Antaeotricha heterosaris

Scientific classification
- Domain: Eukaryota
- Kingdom: Animalia
- Phylum: Arthropoda
- Class: Insecta
- Order: Lepidoptera
- Family: Depressariidae
- Genus: Antaeotricha
- Species: A. heterosaris
- Binomial name: Antaeotricha heterosaris (Meyrick, 1915)
- Synonyms: Stenoma heterosaris Meyrick, 1915;

= Antaeotricha heterosaris =

- Authority: (Meyrick, 1915)
- Synonyms: Stenoma heterosaris Meyrick, 1915

Species of moth

Antaeotricha heterosaris is a moth of the family Depressariidae. It is found in Guyana and French Guiana.

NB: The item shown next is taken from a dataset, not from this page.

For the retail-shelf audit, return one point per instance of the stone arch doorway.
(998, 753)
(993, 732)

The wingspan is about 15 mm. The forewings are white with a series of three dark fuscous marks from the base of the costa to the disc at one-fourth. The dorsal half is suffused with pale fuscous throughout, with a suffused dark fuscous streak along the basal fourth, an undefined median quadrate blotch, and a larger quadrate blotch before the tornus reaching more than half across the wing. A dark fuscous dot is found in the disc towards the costa beyond the middle and there is a slightly curved dark fuscous line from three-fourths of the costa to the posterior angle of the pre-tornal blotch. The terminal space beyond this is crossed by suffused dark fuscous streaks on the veins, with suffused dark fuscous marginal dots between them. The hindwings are grey-whitish, suffused with pale grey posteriorly and with a long whitish hairpencil, basally yellow-ochreous, enclosed in a subdorsal fold.